Снимок Олив был переснят из полицейского досье. На нем женщина выглядела слишком суровой и без прикрас — такой, какой она часто бывала и в жизни. Снимки Гвен и Эмбер потрясли Роз, как Хэл ее и предупреждал. Они больше напоминали кошмар, и взглянув на них, Роз поняла, почему все считали Олив опасной психопаткой. Журналистка быстро перевернула их и сосредоточилась на фотографии Роберта Мартина. Его глаза и рот напомнили ей Олив, и теперь Роз представила себе, какое красивое лицо могла бы иметь Олив, если бы только собрала всю силу воли и избавилась от складок жира, так уродовавших ее. Отец Олив был действительно очень красивым мужчиной.
— И что ты собираешься с ними делать?
Она рассказала Хэлу о незнакомце, который пересылал письма Олив.
— По описанию этот человек очень похож на ее отца. А служащая из «Уэллс-Фарго» уверена, что сможет узнать его по фотографии.
— Но с какой стати отец стал бы посылать тайные письма своей собственной дочери?
— Чтобы подставить ее и сделать козлом отпущения чуть позже, после того, как будут совершены убийства.
Но Хэл не поверил в эту теорию.
— Ты, кажется, начинаешь цепляться за соломинку. Ну, а зачем тебе понадобились снимки Гвен и Эмбер?
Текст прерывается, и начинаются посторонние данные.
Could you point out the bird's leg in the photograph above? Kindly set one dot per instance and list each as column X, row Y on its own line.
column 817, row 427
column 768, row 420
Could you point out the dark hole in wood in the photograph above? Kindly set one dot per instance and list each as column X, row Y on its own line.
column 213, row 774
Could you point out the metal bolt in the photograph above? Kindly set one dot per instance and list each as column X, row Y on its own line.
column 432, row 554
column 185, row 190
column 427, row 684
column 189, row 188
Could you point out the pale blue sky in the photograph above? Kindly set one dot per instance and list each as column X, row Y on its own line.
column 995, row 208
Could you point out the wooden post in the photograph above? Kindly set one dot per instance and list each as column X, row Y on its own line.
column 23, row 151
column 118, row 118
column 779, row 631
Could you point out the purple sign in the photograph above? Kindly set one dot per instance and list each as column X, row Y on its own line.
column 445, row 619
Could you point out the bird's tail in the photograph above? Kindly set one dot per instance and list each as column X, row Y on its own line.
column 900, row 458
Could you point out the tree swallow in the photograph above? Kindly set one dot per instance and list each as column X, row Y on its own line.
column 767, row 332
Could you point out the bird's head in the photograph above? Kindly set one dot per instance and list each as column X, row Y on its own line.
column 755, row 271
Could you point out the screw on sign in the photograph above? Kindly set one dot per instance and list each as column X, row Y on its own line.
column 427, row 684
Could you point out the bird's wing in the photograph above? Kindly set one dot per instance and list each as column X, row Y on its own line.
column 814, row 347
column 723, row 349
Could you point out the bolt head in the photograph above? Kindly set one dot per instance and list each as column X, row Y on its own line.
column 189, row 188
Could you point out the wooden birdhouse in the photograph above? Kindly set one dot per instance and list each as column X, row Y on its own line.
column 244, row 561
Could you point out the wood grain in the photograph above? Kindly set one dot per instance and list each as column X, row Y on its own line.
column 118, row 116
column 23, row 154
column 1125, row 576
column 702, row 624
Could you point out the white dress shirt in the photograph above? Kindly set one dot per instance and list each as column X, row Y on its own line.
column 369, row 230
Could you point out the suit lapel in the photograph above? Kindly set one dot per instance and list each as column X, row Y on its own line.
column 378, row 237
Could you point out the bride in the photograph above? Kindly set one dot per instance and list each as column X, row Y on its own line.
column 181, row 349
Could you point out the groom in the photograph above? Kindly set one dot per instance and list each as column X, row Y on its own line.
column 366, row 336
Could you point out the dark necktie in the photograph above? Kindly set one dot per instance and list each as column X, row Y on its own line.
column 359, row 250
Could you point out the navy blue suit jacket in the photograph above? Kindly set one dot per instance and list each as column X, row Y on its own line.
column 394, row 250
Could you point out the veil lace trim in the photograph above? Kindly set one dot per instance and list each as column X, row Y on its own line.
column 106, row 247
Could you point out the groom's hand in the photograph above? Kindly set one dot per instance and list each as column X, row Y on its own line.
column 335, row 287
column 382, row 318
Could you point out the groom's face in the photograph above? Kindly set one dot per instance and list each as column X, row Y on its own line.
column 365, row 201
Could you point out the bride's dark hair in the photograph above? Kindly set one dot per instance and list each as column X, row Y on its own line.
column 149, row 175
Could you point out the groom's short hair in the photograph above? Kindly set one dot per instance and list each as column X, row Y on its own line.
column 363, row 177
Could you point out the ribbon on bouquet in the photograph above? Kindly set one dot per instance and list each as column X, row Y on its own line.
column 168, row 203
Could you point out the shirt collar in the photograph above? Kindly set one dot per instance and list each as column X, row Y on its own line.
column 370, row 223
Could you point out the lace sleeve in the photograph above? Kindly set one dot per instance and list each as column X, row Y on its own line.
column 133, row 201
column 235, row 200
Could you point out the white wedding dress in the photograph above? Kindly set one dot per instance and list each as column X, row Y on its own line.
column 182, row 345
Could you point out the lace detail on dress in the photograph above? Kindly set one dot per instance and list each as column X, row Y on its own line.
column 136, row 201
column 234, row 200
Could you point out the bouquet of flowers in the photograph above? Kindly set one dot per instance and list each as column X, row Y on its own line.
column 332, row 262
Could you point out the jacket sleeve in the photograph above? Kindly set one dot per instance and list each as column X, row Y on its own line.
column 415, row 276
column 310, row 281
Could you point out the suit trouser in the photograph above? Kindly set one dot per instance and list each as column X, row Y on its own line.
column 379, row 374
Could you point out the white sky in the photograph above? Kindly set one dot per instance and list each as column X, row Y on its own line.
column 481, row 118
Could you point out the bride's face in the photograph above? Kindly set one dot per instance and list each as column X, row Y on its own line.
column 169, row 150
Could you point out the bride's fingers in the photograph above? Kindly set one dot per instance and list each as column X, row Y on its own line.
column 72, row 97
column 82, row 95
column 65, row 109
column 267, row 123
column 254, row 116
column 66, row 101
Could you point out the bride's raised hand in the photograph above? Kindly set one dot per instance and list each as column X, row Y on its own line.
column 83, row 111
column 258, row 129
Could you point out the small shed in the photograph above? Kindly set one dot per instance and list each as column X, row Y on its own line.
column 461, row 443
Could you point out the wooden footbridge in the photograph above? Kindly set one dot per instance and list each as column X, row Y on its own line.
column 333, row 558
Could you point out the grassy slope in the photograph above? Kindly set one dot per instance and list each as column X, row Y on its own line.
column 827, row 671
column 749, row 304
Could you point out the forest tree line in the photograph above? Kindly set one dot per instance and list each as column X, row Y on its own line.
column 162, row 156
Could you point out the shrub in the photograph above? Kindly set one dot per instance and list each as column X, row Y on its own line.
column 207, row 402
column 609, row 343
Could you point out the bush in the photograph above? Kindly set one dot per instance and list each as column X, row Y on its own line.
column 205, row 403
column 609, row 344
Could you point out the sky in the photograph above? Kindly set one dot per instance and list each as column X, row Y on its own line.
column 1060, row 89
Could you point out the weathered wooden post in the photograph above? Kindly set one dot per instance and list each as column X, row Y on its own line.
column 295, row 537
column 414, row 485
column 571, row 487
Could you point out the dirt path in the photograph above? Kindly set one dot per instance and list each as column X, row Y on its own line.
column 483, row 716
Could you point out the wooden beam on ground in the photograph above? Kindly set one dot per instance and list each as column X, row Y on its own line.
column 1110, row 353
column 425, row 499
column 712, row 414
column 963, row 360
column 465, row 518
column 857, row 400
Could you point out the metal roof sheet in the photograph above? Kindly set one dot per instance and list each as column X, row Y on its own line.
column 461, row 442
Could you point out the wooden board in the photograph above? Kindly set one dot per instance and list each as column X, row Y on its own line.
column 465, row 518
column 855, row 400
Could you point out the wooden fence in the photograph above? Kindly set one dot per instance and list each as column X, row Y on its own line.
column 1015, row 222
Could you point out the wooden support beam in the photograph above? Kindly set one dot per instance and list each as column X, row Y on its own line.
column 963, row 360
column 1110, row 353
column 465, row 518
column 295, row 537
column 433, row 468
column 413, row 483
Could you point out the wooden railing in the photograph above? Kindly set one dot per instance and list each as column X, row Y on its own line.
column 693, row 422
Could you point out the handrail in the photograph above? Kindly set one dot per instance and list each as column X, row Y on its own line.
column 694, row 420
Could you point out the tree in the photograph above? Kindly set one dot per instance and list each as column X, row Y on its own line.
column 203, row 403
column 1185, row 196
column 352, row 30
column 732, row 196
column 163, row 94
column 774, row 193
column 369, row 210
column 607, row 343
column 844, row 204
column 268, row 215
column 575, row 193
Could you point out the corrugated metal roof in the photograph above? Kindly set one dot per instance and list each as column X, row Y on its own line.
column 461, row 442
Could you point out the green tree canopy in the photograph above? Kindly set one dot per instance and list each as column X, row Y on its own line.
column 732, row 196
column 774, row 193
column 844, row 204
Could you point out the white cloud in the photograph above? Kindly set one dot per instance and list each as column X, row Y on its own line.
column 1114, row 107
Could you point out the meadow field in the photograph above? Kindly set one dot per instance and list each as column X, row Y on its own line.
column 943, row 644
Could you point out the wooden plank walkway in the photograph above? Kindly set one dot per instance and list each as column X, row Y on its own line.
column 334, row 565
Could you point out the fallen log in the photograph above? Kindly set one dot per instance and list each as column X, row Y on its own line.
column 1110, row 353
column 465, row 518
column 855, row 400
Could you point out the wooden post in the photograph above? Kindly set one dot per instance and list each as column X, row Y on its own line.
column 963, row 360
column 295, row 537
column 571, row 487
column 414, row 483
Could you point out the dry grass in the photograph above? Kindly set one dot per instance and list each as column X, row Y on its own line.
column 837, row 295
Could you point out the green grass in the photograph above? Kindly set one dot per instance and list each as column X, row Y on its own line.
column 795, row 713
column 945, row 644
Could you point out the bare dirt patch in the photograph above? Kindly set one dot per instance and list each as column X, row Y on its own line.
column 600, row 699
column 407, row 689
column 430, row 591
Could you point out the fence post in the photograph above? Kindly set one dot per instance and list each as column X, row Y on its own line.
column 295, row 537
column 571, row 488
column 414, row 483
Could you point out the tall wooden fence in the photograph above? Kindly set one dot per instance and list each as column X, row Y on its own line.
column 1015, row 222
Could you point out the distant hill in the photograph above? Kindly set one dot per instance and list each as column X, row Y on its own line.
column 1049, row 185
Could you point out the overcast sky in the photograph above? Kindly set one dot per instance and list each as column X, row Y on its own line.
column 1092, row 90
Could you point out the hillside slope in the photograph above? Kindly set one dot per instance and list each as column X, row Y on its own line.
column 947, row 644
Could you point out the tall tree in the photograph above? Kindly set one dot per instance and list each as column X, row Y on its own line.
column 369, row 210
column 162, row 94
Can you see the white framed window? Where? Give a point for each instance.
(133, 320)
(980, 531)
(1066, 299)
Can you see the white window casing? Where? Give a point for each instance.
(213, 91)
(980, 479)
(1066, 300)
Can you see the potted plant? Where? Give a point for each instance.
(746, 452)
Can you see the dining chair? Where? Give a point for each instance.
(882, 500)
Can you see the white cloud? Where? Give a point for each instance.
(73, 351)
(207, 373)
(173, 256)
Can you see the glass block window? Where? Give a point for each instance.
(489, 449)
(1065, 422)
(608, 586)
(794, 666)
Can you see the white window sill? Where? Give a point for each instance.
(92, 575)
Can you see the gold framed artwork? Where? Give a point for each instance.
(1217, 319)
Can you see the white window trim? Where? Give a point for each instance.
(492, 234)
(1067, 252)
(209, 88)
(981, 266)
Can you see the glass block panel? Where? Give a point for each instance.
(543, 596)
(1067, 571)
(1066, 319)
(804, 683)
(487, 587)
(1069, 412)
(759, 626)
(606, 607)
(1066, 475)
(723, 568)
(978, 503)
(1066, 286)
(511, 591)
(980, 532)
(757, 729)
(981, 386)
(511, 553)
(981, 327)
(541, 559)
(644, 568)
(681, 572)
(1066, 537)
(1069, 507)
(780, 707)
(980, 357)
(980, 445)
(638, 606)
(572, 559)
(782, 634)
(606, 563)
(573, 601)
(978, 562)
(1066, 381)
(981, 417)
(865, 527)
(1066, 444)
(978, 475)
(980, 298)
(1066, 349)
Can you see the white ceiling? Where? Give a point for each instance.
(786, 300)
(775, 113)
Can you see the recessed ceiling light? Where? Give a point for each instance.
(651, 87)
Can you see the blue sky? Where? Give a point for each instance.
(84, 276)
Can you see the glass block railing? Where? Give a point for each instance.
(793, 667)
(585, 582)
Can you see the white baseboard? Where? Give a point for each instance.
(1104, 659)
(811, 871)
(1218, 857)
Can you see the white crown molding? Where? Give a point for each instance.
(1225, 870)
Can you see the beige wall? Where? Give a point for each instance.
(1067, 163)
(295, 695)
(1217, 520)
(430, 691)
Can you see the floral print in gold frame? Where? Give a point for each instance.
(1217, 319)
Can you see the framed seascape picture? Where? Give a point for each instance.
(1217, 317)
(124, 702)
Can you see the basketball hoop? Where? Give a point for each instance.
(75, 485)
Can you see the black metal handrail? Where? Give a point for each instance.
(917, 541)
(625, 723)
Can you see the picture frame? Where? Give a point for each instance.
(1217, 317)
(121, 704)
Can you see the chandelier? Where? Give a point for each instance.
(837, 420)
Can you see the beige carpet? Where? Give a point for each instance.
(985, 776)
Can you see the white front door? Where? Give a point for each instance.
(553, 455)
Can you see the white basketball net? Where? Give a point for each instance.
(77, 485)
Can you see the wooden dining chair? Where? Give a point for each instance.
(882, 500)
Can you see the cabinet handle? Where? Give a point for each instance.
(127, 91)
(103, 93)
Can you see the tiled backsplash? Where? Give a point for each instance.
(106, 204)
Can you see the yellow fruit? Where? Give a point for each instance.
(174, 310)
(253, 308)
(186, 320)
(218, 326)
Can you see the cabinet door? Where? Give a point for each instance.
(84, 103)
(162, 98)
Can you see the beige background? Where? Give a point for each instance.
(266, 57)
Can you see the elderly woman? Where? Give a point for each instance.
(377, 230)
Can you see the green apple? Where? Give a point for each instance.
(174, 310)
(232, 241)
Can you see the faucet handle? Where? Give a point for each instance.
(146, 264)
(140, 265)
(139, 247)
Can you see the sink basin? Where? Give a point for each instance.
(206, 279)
— Пока я сама этого не знаю. Вообще-то, мне очень хочется показать их Олив, чтобы вывести из состояния апатии.
Он удивленно приподнял брови.
— На твоем месте я бы еще раз хорошо подумал, прежде чем делать это. Она непредсказуемый человек, и ты знаешь ее пока недостаточно хорошо. Ей может совсем не понравиться то, что ты покажешь ей ее собственное творчество.
Роз постаралась улыбнуться.
— Я знаю ее гораздо лучше, чем тебя. — Она положила фотографии в сумочку и вышла из ресторана. — Самое странное то, что вы похожи, ты и Олив. Ты требуешь от меня доверия, но сам его не предлагаешь.
Он задумчиво потрогал пальцами двухдневную щетину на подбородке.
— Доверие — обоюдоострый меч, Роз. Он может сделать тебя весьма ранимой. Мне очень хотелось бы, чтобы ты вспоминала об этом время от времени.